The very nature of laughter is movement and breath. The experience of trauma has been linked to the experience of immobility (read Peter A Levin's books 'Waking the Tiger' and 'In an Unspoken Voice').
I have faith in the power of human expression (not acting out, but 'authentic' - this can be a difficult word - expression). I believe that theatre practice has the ability to help dedicated practitioners open to more of humanity in general and to their own humanity - in all its complexity.
Recently I have had two invitations to offer the Dark Clown work in a personal development context. Despite my interest in personal development and in the developmental aspects of Dark Clown work and theatre practice in general; that direction is not for me. I am not a trained therapist and have no appetite to be one. I prefer to work with people who are on a trajectory which goes beyond but includes personal development. When we work within the discipline of and commitment to theatre practice, we realise, or are taught that opening the self is necessary, and that a healthy curiousity and courage to encounter the full breadth of humanity is part of the journey with the work. When leading a Clown & Dark Clown workshop****, I aim to hold the space for the Dark Clown work with hygiene, professional discipline, specificity, compassion, and the joy that comes from courageous play.
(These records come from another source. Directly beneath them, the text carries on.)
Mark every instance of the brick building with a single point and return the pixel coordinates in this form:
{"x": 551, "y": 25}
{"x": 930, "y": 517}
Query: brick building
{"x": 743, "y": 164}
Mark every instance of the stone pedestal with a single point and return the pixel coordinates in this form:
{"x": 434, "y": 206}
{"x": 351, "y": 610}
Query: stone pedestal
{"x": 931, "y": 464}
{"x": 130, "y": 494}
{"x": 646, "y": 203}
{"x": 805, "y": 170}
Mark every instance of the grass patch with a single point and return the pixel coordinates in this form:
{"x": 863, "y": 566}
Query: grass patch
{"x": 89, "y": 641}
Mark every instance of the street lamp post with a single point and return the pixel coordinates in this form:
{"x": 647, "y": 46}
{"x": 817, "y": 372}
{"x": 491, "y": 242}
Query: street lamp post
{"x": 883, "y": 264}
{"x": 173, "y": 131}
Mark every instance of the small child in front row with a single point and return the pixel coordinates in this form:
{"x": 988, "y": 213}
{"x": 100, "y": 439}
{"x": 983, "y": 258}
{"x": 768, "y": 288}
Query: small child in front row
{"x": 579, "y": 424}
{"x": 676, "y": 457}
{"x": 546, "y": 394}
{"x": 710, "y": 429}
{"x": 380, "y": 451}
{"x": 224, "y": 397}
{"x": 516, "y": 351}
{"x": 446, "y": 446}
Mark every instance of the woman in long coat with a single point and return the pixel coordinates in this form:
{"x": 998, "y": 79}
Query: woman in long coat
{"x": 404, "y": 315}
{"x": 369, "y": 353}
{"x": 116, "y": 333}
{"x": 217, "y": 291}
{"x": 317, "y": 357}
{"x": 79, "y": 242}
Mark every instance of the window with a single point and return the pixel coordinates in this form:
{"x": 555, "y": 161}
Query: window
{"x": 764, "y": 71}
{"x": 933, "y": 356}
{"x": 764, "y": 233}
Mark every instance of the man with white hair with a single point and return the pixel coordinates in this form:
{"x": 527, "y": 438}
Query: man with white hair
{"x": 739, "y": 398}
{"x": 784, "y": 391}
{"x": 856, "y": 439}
Plus a healthy sense of humour. Humour for our human failings, for our ridiculous plight. I like this quote: “The human race has one really effective weapon, and that is laughter.” - Mark Twain. And I have long admired writer Kurt Vonnegut, who had known personal loss and pain and who had also survived the horrific bombing of Dresden. He would describe terrible things then leave a line and then write: 'Heigh ho.'
*in the NLP sense of 'matching'
** thank you Grayson Perry: 'Hold your beliefs lightly.'
*** is this a useful distinction with evil laughter? Is evil laughter a laughter, not of surprise, but of relish, of intent, of geeing the self on to unkind deeds?
**** Dark Clown work is taught at the first level in the Clown & Dark Clown Course – Clown work (openness, rhythm, rules of laughter, audience awareness & audience engagement plus the experience of a shared play atmosphere for the group) prepares the ground for the Dark. Advanced Dark Clown Courses are in development and will be available to Clown & Dark Clown course graduates.